Ellos explican no haber notado nada, o casi nada, de las graves heridas
recibidas a causa del fragor del combate. Esto mismo les ocurre a algunos
toreros cuando reciben una cornada, que comienzan a sufrir después de
acabada la lidia.
¡Cuánto más verdad es en el caso de un animal fisiológicamente dotado y
genéticamente seleccionado para la lidia, y que no deja de combatir, mientras
le reste un hilo de vida!
[9] “¡Pero el toro no quiere luchar!”
A veces se contesta a los argumentos precedentes con tal sentencia: “el
hombre (el torero) lucha si quiere, elige arriesgar su vida; el animal, por el
contrario, no elige el combate sino que está condenado a la lucha y a la
muerte”. Respondo: es cierto. ¡Pero es que los animales en general no “eligen”
conscientemente una u otra conducta! Es decir, no se marcan un objetivo en su
mente al que intentarían llegar por tal o cual medio requerido. Muy al contrario,
actúan de manera conforme a su naturaleza individual o a la de su especie. De
esta forma, un toro que acomete, que ve en cualquier intruso un adversario que
debe expulsar y que ataca a un hombre “que no le ha hecho nada malo”, no
actúa por “elección” o por “voluntad” consciente y clara, sino que su
comportamiento obedece a su naturaleza, a su carácter, a la “bravura” que está
en él. ¡Sin lugar a dudas, el toro no quiere luchar, pero no es porque sea
contrario a su naturaleza el luchar (¡bien al contrario!) sino porque lo que es
contrario a su naturaleza es el querer!
[10] “Pero la lucha es desigual: el toro siempre muere”
Ante esta aseveración, respondo: la lidia es una lucha con armas iguales, la
astucia contra la fuerza, como David contra Goliat. Es también una lucha con
suertes desiguales puesto que ilustra la superioridad de la inteligencia humana
sobre la fuerza bruta del toro. Pero, entonces, ¿qué pretenden? ¿Que las
posibilidades del hombre y del animal fuesen iguales, como en los juegos del
circo? Pero, si muriera unas veces uno y otras veces otro ¿sería más justa la
lidia? ¡En absoluto! Sería, en todo caso, más bárbara. La corrida de toros no es
una competición deportiva en la que el resultado habría de quedar imprevisible.
Es una ceremonia en la que el final se conoce de antemano: el animal debe
morir, el hombre no debe morir (aunque puede suceder, que un torero muera
de manera accidental, y que un toro, de manera excepcional sea indultado por
su bravura). Esta es la moral de la lidia.

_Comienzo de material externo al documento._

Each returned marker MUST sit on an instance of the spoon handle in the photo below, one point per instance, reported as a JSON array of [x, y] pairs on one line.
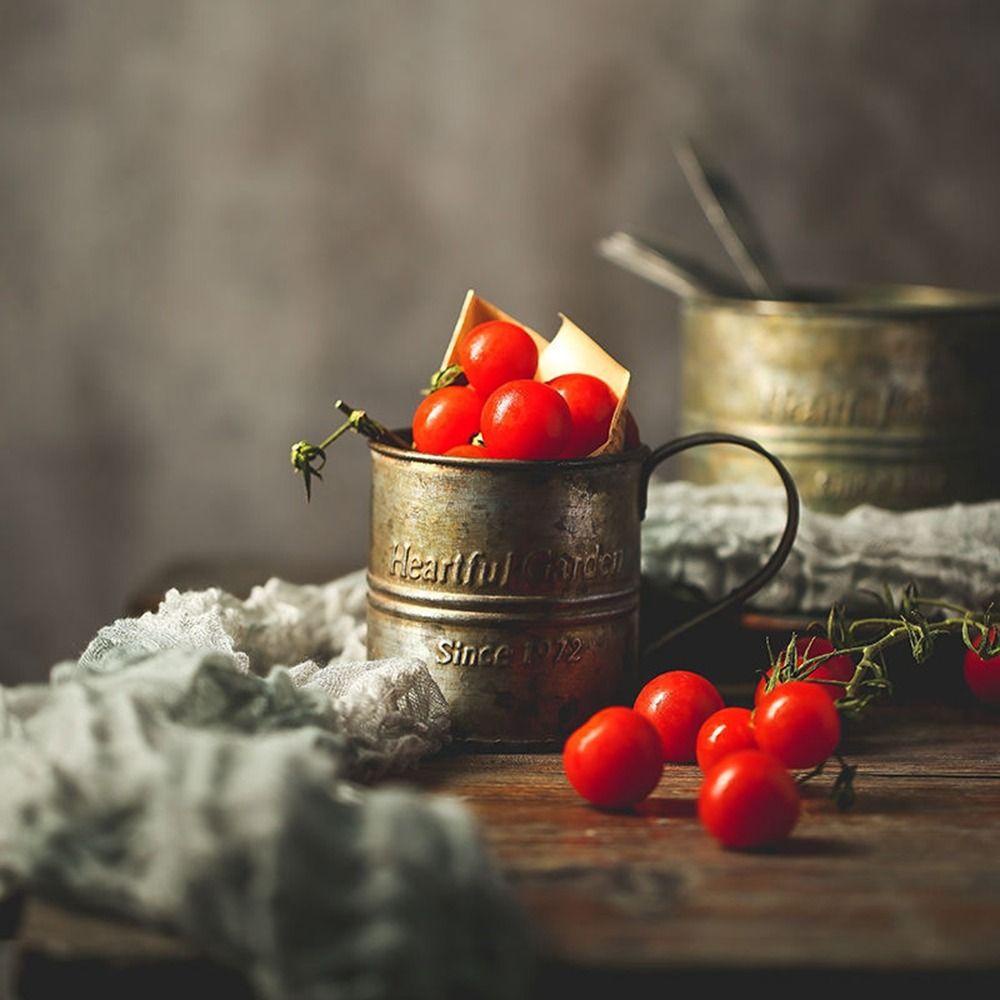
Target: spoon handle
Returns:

Pero que sea desigual no significa que sea desleal. Justamente, la
demostración de la superioridad de las armas del hombre sobre las del animal
sólo tiene sentido si dichas armas (el trapío, los pitones, la fuerza) son potentes
y no han sido mermadas artificialmente. Esta es la ética taurómaca: una lucha
desigual pero leal.
La muerte del toro
Cuando los argumentos que giran alrededor del dolor del toro comienzan a
agotarse, el detractor de la fiesta escoge el nervio central de la lidia: la muerte.
Preguntan: ¿por qué matar al toro? ¿Tenemos derecho a hacerlo? ¿Es
necesario? Esta protesta sincera contra la muerte del toro se formula de
manera confusa. No se sabe bien lo que se condena: ¿el acto de matar un
animal? ¿El hecho de matarlo para algo diferente de comérselo (como si el toro
no nos lo comiéramos, y como si comer fuera la finalidad más elevada y la más
defendible)? ¿O el hecho de matarlo en público? Habitualmente es este último
punto el que genera el mayor malestar, en la imaginación de la gente. No el
acto en sí, sino su publicidad. Estamos rozando lo irracional. Nos damos
cuenta de que, tras la “defensa del animal”, se disimula un malestar ante la
visibilidad de la muerte. “¿No valdría más ocultarla?”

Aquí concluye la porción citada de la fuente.